Traditionally HA, or high availability has been done at the service level. This has worked well enough thanks to various work arounds. We used queues within the services, quorum drives and other techniques to try to avoid data loss. These methods still work just fine, but are they the best way forwards in a world of micro-services and cloud?
Containerisation (at the most basic level) enables a single process to live inside its own instance. When the process ends that container dies with it, allowing an “ever-green” service to be provided since each process starts with the latest code. This removes many of the needs for traditional HA. These needs were:
Data centre moves
So let’s see what we need to think about in a world of containers. Software patching is (kind of) irrelevant because we are starting each container on the current stable code and it lives only for the duration of one process. This means that we just do rolling upgrades which are by their very nature non-disruptive since no user should be caught in an upgrade cycle. Firmware, data centre moves, cabling, power and server upgrades are all taken care of at the host level, whether that means hypervisor or container host. These can simply be carried out by draining the container hosts or migrating it to a different hypervisor host. it may take a while to drain a busy host, but that’s fine in a world of virtualisation when CPU and memory diminish and get reasigned as the host drains, we don’t even need to patch a host we can just spawn a new one and kill the old once all processes are complete; this takes the container concept up a level to the container host or up two levels to the hypervisor. With automation and monitoring there’s no extra work involved and we can allow for compliance by using deadlines where a host is forced offline after a period of time whether drained or not.
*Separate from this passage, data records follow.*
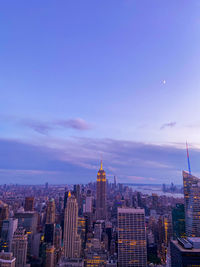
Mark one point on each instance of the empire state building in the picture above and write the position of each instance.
(101, 194)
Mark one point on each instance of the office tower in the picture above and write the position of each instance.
(115, 182)
(57, 243)
(77, 193)
(28, 220)
(178, 221)
(49, 261)
(57, 236)
(88, 204)
(192, 204)
(29, 204)
(49, 233)
(3, 213)
(132, 249)
(101, 195)
(7, 259)
(65, 198)
(19, 246)
(185, 252)
(71, 238)
(98, 230)
(8, 228)
(51, 211)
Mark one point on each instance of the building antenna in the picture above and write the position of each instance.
(188, 158)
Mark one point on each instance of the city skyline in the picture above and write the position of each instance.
(81, 82)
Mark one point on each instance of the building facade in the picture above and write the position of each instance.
(101, 194)
(192, 204)
(71, 239)
(19, 247)
(132, 250)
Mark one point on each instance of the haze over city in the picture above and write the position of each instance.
(86, 80)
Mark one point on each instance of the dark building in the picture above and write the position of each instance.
(49, 233)
(178, 221)
(191, 185)
(101, 194)
(185, 252)
(29, 204)
(3, 214)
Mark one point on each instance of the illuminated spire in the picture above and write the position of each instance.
(188, 158)
(101, 168)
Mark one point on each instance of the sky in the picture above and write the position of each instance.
(81, 81)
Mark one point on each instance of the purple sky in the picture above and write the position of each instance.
(85, 80)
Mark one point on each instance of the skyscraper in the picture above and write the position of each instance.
(101, 194)
(8, 228)
(51, 211)
(3, 213)
(7, 259)
(29, 204)
(192, 204)
(71, 240)
(132, 251)
(19, 247)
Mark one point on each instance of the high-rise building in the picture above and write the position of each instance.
(49, 233)
(101, 194)
(3, 213)
(28, 220)
(29, 204)
(8, 228)
(51, 211)
(19, 247)
(185, 252)
(49, 262)
(7, 259)
(192, 204)
(132, 251)
(71, 240)
(178, 221)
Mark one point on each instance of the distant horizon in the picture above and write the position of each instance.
(90, 80)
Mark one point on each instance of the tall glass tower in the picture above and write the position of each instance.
(132, 251)
(101, 194)
(192, 204)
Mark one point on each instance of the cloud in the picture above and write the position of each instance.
(78, 124)
(45, 127)
(77, 161)
(168, 125)
(39, 127)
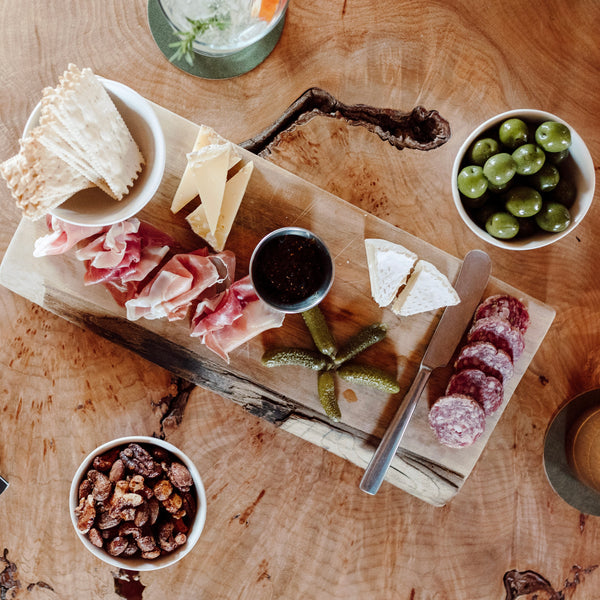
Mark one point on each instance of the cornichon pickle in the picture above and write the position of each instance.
(278, 357)
(319, 330)
(361, 341)
(367, 375)
(326, 386)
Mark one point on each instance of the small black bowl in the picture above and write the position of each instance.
(291, 269)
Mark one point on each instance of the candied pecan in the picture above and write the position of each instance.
(117, 545)
(124, 502)
(162, 490)
(109, 534)
(146, 543)
(105, 461)
(180, 476)
(85, 489)
(95, 537)
(165, 537)
(102, 485)
(159, 454)
(132, 530)
(117, 471)
(136, 483)
(139, 461)
(173, 503)
(180, 524)
(85, 513)
(142, 514)
(131, 549)
(105, 521)
(154, 507)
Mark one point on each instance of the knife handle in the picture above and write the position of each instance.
(381, 460)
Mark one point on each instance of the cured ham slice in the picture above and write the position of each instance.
(184, 279)
(256, 318)
(232, 318)
(62, 237)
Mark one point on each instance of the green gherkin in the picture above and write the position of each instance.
(326, 388)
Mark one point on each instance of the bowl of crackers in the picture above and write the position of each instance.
(138, 503)
(92, 153)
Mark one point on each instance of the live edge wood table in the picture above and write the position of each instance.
(285, 516)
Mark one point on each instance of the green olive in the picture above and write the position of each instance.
(513, 133)
(471, 181)
(554, 217)
(546, 179)
(553, 136)
(482, 149)
(500, 168)
(529, 159)
(502, 225)
(523, 201)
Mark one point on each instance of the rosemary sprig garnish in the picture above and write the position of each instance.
(184, 47)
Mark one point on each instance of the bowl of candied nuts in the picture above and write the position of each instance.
(138, 503)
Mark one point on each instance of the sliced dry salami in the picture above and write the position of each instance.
(487, 358)
(457, 420)
(487, 390)
(507, 307)
(501, 333)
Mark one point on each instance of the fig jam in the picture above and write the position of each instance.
(289, 269)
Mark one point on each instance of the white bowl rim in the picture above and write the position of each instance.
(140, 564)
(524, 244)
(142, 107)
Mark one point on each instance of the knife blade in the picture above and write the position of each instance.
(470, 284)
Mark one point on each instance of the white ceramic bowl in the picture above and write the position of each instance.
(92, 206)
(579, 165)
(140, 564)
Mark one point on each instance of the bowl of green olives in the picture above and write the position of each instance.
(523, 179)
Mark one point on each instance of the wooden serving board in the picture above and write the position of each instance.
(286, 396)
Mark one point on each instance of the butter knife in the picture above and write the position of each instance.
(470, 284)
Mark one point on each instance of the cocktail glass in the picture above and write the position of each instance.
(219, 28)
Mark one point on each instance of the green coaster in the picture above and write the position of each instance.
(209, 67)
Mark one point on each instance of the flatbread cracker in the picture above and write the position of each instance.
(39, 180)
(91, 120)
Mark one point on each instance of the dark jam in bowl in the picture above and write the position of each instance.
(291, 269)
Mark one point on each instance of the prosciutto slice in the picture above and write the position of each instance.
(184, 279)
(62, 237)
(235, 316)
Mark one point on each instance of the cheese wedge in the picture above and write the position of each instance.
(427, 289)
(389, 267)
(234, 192)
(187, 190)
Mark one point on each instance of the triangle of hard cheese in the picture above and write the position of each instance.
(235, 189)
(209, 166)
(187, 190)
(427, 289)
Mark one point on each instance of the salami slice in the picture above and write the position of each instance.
(500, 333)
(507, 307)
(457, 420)
(487, 390)
(487, 358)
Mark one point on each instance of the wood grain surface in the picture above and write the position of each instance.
(286, 518)
(286, 396)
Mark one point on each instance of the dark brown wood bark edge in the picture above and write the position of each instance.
(418, 129)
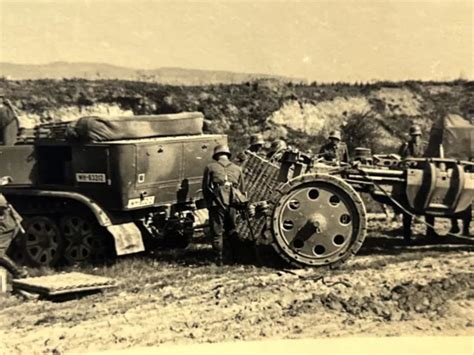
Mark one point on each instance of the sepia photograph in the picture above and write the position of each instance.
(236, 177)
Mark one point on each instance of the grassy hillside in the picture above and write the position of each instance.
(102, 71)
(375, 115)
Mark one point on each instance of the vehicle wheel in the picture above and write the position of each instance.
(317, 220)
(84, 241)
(41, 244)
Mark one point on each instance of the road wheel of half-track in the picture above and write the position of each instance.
(41, 244)
(317, 220)
(84, 240)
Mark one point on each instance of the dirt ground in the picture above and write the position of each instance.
(388, 289)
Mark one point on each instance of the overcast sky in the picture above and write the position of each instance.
(316, 40)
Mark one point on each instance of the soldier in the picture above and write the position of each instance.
(277, 149)
(9, 124)
(415, 147)
(334, 150)
(256, 144)
(220, 181)
(9, 227)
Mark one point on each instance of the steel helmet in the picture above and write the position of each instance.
(277, 145)
(415, 130)
(256, 139)
(221, 149)
(335, 134)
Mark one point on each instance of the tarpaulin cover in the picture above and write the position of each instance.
(456, 134)
(98, 129)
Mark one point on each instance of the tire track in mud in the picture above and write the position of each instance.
(422, 291)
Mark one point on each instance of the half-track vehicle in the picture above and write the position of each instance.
(77, 184)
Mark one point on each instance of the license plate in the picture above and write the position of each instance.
(91, 177)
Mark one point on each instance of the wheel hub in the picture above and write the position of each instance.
(316, 221)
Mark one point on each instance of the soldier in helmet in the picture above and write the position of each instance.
(256, 146)
(9, 125)
(9, 227)
(335, 150)
(415, 147)
(220, 179)
(256, 143)
(277, 149)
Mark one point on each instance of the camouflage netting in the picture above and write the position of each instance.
(456, 134)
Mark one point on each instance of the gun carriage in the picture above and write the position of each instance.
(315, 215)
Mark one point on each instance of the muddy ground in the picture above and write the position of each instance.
(388, 289)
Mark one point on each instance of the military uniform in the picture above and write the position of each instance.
(218, 180)
(332, 152)
(9, 125)
(412, 150)
(277, 150)
(9, 226)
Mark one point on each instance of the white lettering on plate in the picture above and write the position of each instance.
(91, 177)
(138, 202)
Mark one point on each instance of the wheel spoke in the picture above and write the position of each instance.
(317, 221)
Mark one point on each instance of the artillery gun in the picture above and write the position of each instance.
(315, 215)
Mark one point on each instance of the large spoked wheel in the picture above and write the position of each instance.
(41, 245)
(318, 220)
(83, 240)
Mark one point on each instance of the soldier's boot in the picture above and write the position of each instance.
(430, 232)
(218, 249)
(407, 228)
(16, 271)
(466, 227)
(454, 226)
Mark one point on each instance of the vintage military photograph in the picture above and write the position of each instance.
(230, 176)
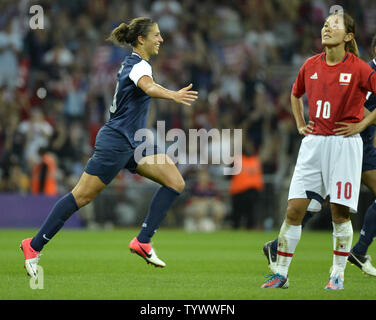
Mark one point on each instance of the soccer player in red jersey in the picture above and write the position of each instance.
(330, 157)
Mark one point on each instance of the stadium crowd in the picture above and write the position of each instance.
(57, 83)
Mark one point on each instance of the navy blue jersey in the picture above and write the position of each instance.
(130, 106)
(369, 133)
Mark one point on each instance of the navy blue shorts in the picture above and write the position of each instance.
(112, 152)
(369, 157)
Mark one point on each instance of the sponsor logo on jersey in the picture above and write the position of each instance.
(345, 78)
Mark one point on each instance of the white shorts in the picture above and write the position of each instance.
(328, 166)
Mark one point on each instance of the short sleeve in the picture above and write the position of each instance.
(139, 70)
(298, 88)
(367, 77)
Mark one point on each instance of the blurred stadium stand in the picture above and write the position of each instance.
(56, 86)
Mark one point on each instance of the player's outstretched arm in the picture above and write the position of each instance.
(154, 90)
(349, 129)
(298, 111)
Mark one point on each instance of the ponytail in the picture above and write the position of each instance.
(373, 46)
(118, 36)
(128, 34)
(352, 47)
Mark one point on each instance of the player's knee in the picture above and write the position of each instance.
(294, 216)
(178, 184)
(83, 199)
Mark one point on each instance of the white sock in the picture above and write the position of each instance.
(288, 239)
(342, 241)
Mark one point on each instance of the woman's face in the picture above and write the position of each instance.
(333, 32)
(153, 40)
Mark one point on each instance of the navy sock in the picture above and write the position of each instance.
(307, 217)
(159, 206)
(62, 210)
(368, 232)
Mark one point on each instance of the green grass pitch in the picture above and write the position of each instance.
(225, 265)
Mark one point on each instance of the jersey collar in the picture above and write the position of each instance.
(136, 54)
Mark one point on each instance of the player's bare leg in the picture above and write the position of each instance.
(358, 254)
(161, 169)
(342, 240)
(288, 239)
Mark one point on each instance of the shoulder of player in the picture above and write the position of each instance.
(313, 60)
(372, 64)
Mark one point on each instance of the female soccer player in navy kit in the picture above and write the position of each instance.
(329, 164)
(115, 146)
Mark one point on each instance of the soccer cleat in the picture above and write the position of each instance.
(275, 281)
(363, 263)
(146, 251)
(336, 282)
(271, 255)
(31, 257)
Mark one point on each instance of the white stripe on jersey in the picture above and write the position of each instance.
(139, 70)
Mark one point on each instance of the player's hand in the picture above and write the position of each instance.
(348, 128)
(186, 96)
(307, 129)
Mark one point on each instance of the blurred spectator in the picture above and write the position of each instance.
(10, 46)
(37, 132)
(245, 188)
(205, 209)
(43, 176)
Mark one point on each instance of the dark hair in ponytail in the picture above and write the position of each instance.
(350, 28)
(373, 46)
(128, 34)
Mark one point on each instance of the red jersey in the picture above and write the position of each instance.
(335, 93)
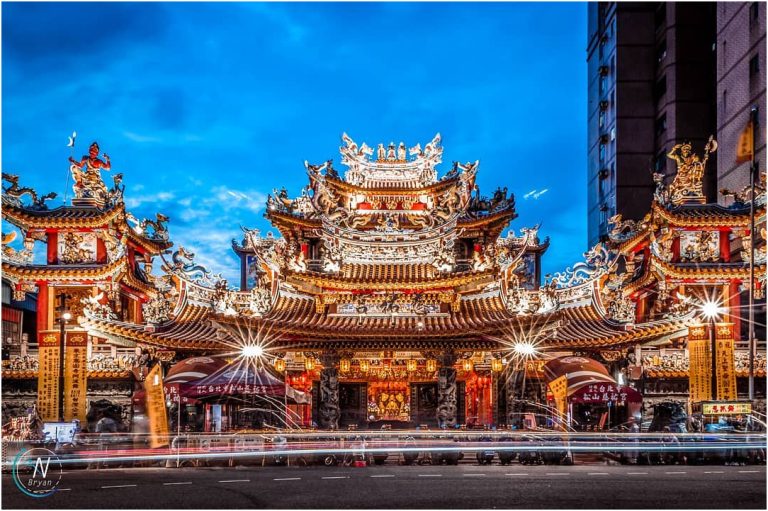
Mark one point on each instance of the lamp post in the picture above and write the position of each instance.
(752, 172)
(711, 310)
(64, 316)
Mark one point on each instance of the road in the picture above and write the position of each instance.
(391, 486)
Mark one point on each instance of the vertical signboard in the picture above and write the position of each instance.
(725, 370)
(700, 364)
(559, 389)
(48, 376)
(75, 376)
(156, 411)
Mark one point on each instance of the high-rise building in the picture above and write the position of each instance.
(651, 85)
(740, 87)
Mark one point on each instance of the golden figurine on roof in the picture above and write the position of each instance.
(687, 186)
(89, 186)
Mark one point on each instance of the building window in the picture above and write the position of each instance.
(754, 14)
(660, 88)
(754, 65)
(725, 47)
(660, 18)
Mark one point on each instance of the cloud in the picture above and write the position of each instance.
(535, 194)
(140, 138)
(134, 201)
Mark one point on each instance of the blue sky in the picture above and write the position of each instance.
(205, 108)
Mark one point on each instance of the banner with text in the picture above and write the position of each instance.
(700, 364)
(48, 375)
(726, 369)
(156, 411)
(76, 376)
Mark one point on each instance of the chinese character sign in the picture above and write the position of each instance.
(725, 370)
(559, 388)
(48, 375)
(75, 376)
(156, 411)
(727, 408)
(700, 372)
So finally we have server failure scenarios. This is what most people think of when you mention HA, although in traditional data centre scenarios it’s actually the least important and commonly used. If the host dies then the container dies. Unless you want to design a crazy complex clustered container image (go for it if you want nerd kudos!) then the container and process will die and lose data or at least not process some data and return results. The solution here is no longer to make the process resilient, it’s to make the starting and completion of a process resilient. Try, try, try again is the mantra we need here. Processes should not be called directly but from a service bus layer or similar resilient queue which will spawn a new container if the old one doesn’t return as completed in a timely manner.
With service bus (or clever FIFO queue as I like to think of it) requests are queued and each request starts a process. If that process completes it tells the service bus of this success and the service bus deletes the request. If any other scenario happens such as delays, failures, no response the service bus simply starts another process with the same data and tries again. Naturally this can be configured with a retry limit and hard failure scenarios so if the data is bad we can give up and log a failure.
Is HA dead? Of course not, we just don’t need to care quite so much about failures these days.